As an employee, you can contribute a set amount based on your age:

  • Under 50: Up to $23,500.
  • 50 to 59: Up to $31,000.
  • 60 to 63: Up to $34,750.
  • 64 or older: Up to $31,000.

As the employer, you can contribute an additional 25% of your compensation, noting that your total contribution may be subject to limits based on your earnings.

SEP IRA

A Simplified Employee Pension (SEP) IRA is designed primarily for self-employed individuals and small business owners. The high contribution limits make it particularly attractive.

For 2025, the contribution limit for a SEP IRA is the lesser of $70,000 or 25% of your compensation. For instance, if your business earns $150,000, the allowable contribution would be $37,500, as that is below the $70,000 cap.
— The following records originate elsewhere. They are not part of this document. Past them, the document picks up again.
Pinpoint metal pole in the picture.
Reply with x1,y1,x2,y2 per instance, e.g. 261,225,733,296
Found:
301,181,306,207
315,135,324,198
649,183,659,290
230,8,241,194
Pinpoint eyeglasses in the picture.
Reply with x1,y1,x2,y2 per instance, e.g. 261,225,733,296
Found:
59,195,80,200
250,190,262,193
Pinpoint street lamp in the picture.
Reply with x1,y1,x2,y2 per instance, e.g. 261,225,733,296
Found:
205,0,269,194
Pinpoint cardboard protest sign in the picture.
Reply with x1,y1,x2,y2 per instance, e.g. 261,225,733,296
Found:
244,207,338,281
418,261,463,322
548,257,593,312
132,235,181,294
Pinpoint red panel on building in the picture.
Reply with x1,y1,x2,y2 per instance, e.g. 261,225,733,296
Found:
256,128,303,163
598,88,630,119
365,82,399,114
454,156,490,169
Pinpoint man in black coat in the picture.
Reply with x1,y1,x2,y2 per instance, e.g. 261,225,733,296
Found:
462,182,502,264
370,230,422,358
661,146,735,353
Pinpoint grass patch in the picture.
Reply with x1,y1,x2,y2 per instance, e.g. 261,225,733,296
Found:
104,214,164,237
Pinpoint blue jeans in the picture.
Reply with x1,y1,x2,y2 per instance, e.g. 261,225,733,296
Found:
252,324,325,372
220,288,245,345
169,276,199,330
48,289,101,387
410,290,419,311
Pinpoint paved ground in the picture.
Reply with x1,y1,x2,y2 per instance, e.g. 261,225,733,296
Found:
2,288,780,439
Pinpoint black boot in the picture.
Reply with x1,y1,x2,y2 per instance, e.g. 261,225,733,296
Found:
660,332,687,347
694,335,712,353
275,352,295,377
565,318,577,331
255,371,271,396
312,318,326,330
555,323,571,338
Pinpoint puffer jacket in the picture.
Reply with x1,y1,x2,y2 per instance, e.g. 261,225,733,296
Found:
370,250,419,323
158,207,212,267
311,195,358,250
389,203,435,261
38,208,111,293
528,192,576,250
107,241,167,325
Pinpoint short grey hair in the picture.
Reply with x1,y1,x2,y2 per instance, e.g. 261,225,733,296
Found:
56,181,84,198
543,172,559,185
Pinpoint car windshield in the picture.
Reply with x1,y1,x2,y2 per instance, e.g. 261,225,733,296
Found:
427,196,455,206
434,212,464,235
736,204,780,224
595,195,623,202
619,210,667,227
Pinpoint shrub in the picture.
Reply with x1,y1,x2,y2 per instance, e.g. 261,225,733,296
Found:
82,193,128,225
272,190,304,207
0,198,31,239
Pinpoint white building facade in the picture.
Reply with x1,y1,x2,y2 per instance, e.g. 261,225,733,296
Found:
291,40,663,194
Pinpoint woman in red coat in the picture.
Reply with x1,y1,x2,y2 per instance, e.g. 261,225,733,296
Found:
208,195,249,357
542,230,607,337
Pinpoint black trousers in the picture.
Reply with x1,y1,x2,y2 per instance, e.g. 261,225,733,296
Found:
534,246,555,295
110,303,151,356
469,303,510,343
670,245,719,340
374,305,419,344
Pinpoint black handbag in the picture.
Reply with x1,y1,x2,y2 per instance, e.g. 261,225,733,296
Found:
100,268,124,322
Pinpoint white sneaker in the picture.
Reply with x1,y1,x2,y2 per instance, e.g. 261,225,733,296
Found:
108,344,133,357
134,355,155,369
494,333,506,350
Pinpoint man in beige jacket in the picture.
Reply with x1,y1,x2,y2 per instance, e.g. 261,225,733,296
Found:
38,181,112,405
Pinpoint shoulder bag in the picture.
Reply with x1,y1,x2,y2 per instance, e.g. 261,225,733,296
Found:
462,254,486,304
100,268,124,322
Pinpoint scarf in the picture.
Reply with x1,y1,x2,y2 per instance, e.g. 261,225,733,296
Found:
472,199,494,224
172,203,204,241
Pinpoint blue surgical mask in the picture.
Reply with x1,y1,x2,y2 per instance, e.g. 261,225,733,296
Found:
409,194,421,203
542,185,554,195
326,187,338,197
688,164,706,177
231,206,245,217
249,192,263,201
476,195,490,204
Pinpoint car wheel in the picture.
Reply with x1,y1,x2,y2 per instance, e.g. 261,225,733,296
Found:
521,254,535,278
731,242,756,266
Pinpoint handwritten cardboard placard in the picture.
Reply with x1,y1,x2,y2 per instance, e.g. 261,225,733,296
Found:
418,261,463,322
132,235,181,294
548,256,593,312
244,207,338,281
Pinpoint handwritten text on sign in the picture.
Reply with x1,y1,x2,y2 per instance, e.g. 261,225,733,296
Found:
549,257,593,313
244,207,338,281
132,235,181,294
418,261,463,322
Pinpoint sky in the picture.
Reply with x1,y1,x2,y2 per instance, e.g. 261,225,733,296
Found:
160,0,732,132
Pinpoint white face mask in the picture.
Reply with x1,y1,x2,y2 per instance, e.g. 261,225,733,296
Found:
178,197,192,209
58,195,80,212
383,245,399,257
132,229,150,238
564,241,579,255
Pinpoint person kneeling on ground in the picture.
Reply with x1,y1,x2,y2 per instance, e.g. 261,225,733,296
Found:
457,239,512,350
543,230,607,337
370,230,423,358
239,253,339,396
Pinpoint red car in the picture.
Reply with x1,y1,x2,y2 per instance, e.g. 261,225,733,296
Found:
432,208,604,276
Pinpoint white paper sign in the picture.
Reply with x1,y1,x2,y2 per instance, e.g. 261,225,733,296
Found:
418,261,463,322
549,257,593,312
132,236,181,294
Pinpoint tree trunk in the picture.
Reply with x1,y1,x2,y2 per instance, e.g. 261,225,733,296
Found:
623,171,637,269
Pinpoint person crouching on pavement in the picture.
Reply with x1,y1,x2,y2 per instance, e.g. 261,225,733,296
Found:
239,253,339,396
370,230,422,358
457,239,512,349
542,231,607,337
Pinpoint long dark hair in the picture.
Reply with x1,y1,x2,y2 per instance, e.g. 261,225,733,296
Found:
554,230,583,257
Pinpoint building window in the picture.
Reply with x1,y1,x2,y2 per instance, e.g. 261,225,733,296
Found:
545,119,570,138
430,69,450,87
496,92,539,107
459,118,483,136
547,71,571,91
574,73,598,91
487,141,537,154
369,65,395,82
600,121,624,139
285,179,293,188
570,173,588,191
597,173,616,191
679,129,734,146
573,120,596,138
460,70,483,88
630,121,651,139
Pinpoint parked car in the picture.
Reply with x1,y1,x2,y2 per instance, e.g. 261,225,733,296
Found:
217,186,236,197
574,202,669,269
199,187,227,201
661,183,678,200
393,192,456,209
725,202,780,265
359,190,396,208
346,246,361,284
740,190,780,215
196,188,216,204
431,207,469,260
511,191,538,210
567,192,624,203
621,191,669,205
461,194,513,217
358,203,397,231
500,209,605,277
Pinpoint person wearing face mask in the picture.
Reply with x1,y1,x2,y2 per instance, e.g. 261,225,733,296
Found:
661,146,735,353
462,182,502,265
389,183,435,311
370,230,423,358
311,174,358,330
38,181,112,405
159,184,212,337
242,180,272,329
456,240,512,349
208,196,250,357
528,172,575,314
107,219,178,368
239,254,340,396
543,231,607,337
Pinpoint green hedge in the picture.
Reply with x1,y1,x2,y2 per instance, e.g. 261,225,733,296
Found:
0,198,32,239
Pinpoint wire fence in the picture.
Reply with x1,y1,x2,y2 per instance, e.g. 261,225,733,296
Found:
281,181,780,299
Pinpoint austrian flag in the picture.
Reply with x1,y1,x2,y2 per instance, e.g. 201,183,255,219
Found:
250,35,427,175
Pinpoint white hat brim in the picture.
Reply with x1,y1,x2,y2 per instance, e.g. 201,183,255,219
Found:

Health Savings Account (HSA)

If you have a high-deductible health plan, contributing to an HSA can help with medical expenses while also serving as a retirement savings vehicle. In 2025, you can contribute up to $4,300 if your coverage is individual, and $8,550 if it covers your family.

Unlike flexible spending accounts (FSAs), HSAs do not have a “use it or lose it” policy; unused funds roll over year after year. Additionally, you can invest HSA funds similarly to retirement accounts, potentially increasing growth over time.

Taxable Investment Accounts

A standard brokerage account can serve as another avenue for investing, though it does not come with the tax advantages of specialized retirement accounts. Although your employer will not match contributions in a taxable account, this type of account offers greater flexibility regarding investment choices, lower fee control, and unrestricted withdrawal options.

Financial Opportunities Highlighted

Many Americans struggle with retirement savings. However, learning about little-known retirement strategies can significantly boost your savings. Maximizing Social Security benefits, for instance, may contribute to your financial well-being in retirement.

Understanding these investment options empowers you to make informed decisions for your financial future.

The views and opinions expressed herein are the views and opinions of the author and do not necessarily reflect those of Nasdaq, Inc.